De son côté le blog Mille Feuilles (Fluctuat.net), nous proposait dans un billet « Lecture écolo : suivez le guide », de devenir un bon « greenreader », à travers une sélection d’ouvrages de « nature writing », une littérature dévolue à la nature, avec pour figure majeure un Jim Harrison. Une école « qui se veut en harmonie avec les grands espaces« .
A travers plusieurs articles dont une interview d’Oliver Gallmeister, un jeune éditeur spécialiste du genre, on en apprend un peu plus sur ses caractéristiques : « les récits les plus emblématiques, le héros s’enfonce seul dans une nature hostile et grandiose et en sort changé à jamais (…), adjoint généralement considérations personnelles et réflexions philosophiques » ou encore « Le Nature Writing, c’est cela aussi, surtout: l’expression très occidentale d’un fantasme de retraite et de fuite, lorsque les arbres, le silence et la terre font figure de dernier rempart contre le monde et ses folies. »

En résumé, « la nature comme sujet de leur œuvre, qui interroge les rapports de l’homme avec son environnement au sens large » mais l’éditeur insiste sur la nécessité de ne pas la réduire « à une simple dimension « écologiste » ou « naturaliste ».« 
D’après ce dossier, il ressort que le genre serait « spécifiquement américain ». « Il n’y a pas d’équivalent français du NW, tout simplement parce qu’il n’y plus de « nature » en France. » estime Gallmeister.

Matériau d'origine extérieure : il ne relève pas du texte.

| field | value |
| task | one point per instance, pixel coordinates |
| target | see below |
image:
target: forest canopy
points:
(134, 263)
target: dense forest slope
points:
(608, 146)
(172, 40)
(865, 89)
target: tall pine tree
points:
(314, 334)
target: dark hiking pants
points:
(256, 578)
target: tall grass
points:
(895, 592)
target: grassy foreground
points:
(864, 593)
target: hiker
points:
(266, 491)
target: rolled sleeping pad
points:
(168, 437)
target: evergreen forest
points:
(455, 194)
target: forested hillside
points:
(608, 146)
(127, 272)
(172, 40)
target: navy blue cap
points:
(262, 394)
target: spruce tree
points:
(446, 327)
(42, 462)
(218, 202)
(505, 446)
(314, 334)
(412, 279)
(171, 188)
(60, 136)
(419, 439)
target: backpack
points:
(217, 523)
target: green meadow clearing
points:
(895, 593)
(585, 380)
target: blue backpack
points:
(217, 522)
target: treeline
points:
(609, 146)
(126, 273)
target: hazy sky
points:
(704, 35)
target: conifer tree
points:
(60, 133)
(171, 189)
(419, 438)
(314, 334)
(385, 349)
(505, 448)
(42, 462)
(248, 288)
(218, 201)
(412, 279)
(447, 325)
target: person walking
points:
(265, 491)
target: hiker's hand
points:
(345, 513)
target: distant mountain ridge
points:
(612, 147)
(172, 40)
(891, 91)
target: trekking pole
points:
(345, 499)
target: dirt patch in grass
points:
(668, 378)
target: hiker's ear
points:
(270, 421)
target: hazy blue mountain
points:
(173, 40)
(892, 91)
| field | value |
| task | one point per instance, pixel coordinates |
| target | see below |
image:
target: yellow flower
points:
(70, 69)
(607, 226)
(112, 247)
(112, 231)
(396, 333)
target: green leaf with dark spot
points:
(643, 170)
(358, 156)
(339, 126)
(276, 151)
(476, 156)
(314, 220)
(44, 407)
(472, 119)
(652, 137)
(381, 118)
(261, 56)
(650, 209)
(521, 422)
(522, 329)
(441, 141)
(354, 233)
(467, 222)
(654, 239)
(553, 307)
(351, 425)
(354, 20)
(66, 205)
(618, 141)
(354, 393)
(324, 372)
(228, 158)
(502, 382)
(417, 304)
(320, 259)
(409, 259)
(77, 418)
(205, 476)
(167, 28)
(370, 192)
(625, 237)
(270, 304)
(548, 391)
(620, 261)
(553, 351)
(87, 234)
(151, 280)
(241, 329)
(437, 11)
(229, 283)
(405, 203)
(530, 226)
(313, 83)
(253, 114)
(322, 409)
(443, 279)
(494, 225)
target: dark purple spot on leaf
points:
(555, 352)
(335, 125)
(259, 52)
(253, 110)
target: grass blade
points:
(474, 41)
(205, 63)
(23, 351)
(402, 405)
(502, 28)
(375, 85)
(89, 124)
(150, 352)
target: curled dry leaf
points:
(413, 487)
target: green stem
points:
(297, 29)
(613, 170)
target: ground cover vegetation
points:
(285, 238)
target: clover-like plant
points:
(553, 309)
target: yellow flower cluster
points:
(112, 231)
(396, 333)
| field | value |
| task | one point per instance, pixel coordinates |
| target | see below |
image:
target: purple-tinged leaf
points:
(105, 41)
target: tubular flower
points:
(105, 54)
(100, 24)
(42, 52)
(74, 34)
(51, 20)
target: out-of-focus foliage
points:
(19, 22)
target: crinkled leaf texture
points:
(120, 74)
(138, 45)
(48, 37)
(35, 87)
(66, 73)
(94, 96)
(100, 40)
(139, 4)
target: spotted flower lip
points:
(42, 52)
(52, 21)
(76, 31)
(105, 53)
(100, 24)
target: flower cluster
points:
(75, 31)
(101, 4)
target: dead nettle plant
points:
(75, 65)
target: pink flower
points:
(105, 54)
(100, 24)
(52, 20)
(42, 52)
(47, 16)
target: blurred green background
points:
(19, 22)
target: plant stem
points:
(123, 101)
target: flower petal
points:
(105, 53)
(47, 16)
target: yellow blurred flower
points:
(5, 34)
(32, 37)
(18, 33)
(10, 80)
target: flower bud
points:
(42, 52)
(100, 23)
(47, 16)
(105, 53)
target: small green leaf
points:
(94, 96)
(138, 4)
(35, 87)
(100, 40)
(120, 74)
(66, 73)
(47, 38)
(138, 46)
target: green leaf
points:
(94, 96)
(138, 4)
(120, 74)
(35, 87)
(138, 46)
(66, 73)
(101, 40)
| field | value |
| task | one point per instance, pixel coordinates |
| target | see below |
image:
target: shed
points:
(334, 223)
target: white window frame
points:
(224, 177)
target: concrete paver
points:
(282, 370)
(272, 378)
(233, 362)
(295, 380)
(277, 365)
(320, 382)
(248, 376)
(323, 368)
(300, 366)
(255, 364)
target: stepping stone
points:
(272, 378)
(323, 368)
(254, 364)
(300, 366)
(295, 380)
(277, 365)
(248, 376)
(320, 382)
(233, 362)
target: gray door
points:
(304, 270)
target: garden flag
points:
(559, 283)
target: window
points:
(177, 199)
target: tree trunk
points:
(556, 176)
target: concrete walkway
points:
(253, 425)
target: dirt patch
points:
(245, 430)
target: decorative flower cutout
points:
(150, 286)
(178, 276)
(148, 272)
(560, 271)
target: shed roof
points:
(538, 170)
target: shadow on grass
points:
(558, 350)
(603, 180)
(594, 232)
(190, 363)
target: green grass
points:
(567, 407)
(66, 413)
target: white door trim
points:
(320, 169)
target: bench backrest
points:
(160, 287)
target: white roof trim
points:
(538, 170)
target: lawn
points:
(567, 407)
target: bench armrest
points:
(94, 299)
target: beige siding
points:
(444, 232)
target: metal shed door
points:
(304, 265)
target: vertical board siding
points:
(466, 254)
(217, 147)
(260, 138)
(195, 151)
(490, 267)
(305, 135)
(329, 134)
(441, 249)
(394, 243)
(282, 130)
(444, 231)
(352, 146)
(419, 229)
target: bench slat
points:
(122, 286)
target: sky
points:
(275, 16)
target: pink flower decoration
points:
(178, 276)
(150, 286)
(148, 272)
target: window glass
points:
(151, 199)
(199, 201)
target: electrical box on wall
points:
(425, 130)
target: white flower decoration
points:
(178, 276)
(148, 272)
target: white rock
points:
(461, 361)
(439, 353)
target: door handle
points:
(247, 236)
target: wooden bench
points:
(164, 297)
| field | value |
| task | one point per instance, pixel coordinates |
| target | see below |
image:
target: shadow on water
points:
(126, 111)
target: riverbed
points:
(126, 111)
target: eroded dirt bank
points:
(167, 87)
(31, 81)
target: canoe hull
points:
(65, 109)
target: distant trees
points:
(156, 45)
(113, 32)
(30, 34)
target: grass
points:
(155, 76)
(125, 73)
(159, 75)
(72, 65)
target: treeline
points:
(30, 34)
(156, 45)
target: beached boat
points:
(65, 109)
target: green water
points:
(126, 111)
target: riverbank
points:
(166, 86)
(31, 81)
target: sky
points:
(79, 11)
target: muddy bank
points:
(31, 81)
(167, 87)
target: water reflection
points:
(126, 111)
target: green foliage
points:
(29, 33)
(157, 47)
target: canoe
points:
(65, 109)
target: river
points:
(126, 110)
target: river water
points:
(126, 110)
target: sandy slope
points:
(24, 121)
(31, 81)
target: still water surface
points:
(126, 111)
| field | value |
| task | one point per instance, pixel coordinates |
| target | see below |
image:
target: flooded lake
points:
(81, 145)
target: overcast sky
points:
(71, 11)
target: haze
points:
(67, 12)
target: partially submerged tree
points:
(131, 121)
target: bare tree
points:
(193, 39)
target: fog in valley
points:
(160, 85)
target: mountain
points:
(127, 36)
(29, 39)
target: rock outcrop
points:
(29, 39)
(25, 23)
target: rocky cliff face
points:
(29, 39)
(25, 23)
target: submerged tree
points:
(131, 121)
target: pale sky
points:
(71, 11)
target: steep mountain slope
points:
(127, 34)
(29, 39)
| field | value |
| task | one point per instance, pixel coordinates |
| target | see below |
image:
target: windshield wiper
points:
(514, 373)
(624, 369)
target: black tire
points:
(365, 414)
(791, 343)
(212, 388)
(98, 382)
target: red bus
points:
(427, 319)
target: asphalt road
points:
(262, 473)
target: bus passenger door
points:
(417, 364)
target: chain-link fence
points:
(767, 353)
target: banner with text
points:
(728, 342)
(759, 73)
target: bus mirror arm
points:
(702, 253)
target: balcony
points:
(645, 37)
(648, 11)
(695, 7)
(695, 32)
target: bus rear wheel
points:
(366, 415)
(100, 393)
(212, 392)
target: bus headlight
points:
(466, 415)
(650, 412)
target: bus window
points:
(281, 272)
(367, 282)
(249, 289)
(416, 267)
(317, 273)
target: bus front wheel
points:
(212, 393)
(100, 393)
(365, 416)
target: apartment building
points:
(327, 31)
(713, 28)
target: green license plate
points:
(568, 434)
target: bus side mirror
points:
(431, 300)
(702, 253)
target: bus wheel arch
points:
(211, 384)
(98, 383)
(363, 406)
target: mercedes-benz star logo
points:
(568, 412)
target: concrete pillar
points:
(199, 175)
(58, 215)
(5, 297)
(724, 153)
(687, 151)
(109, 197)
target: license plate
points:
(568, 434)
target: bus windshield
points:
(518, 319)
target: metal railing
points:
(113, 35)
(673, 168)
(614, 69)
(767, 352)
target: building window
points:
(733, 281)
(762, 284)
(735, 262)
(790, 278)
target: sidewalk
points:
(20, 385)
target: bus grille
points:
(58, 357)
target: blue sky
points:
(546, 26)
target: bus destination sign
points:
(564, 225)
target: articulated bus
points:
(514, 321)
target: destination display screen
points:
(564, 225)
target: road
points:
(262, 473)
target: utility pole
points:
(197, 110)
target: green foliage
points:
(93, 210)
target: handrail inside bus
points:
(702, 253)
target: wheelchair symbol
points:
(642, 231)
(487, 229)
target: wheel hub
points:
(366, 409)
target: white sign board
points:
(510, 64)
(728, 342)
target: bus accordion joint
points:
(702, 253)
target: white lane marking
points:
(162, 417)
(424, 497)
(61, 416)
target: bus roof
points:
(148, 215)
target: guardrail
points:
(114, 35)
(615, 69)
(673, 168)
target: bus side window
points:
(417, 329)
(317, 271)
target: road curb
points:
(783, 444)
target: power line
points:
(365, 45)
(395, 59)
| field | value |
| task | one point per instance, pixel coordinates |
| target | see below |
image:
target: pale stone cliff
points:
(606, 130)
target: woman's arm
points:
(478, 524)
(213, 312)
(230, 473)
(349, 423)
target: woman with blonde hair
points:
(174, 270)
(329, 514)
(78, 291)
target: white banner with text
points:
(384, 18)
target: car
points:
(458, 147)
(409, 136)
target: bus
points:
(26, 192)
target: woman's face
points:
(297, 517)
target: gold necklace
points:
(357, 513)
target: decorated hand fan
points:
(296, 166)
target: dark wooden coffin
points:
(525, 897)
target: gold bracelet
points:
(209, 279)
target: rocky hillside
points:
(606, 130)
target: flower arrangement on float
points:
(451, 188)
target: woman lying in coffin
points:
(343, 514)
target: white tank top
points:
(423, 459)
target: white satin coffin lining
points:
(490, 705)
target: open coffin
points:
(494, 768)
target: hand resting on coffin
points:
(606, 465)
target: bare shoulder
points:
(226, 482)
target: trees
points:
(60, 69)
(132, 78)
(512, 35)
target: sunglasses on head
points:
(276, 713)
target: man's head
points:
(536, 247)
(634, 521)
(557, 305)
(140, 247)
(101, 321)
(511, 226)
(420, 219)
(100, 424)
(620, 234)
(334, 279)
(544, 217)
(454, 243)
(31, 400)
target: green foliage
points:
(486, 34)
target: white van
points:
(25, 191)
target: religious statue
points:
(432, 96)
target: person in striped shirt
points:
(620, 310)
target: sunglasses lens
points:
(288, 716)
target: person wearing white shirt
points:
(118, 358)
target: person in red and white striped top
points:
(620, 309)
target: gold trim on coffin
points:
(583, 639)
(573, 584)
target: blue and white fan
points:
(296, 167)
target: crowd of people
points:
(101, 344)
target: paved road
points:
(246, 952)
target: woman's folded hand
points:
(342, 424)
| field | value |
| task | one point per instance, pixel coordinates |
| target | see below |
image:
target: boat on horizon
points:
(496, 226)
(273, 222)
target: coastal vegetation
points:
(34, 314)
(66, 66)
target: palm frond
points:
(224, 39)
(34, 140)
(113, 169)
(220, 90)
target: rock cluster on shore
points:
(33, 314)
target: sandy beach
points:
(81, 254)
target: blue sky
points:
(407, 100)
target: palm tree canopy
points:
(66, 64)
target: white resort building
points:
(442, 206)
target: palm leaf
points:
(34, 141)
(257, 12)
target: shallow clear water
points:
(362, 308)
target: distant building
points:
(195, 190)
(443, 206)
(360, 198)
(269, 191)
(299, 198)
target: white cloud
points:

C’est néanmoins oublier et balayer un peu vite la pléiade d’auteurs, à commencer par les romantiques, qui n’ont cessé de célébrer la nature à travers leurs écrits. On peut encore penser à une Colette.
D’ailleurs dans le diaporama proposé, on trouve quelques noms français classiques comme Rousseau ou Victor Hugo.
Les écrivains d’anticipation ou de science-fiction comptent aussi parmi les plus actifs sur le thème (tel Ballard avec « Le monde englouti », « La course au paradis », John Wyndham avec « Le jour des Triffides » ou encore Alan Moore avec « Swamp Thing »). On aurait pu aussi rajouter « Bleu comme une orange » de Norman Spinrad sur l’effet de serre et les modélisations météorologiques ou encore « Aqua TM » de Jean-Marc Ligny qui traite du problème de l’eau dans un avenir proche. La fameuse saga « Dune », où l’eau est une denrée aussi rare que précieuse, de Franck Herbert est aussi considéré parfois comme un livre d’anticipation écologique.

Côté jeunes auteurs français, on pourrait aussi citer la tentative (jugée ratée) de Lolita Pille avec « Crépuscule Ville » qui avait notamment imaginé un monde privé de lumière du jour ou encore « Birmane » de Christophe Ono-dit-Biot qui a rencontré un accueil plutôt favorable tant côté critique que lecteurs, comportant de nombreuses descriptions jugées poétiques voire lyriques des paysages de cette terre mystique, envoûtante et énigmatique.

Visuels d’illustration tirés du film « Home » de Yann Arthus Bertrand

2 Commentaires

    • Brutus sur 10 juillet 2009 à 17 h 28 min
    • Répondre

    "L’homme intelligent qui accepte l’idéal de son temps fait preuve d’une immoralité flagrante". Oscar Wilde.

    Au delà de l’aphorisme facile, on peut se demander si notre société occidentale, si vieille, si gorgée d’elle-même, peut encore se lever pour un combat, aussi vital soit-il.
    Le billet d’Axelle Emden, son appel à un ultime sursaut, m’émeut, car il vient trop tard, et tellement à contre-courant d’un monde moribond depuis trop longtemps.
    Cet appel à des héros positifs est pathétique et touchant, comme toutes les tentatives vaines d’aller contre le cour de l’Histoire.

    Ce sursaut positif est loin d’être évident, ou même possible, si l’on s’accorde sur le fait que la littérature est le miroir (souvent déformant, mais toujours un miroir) de la réalité.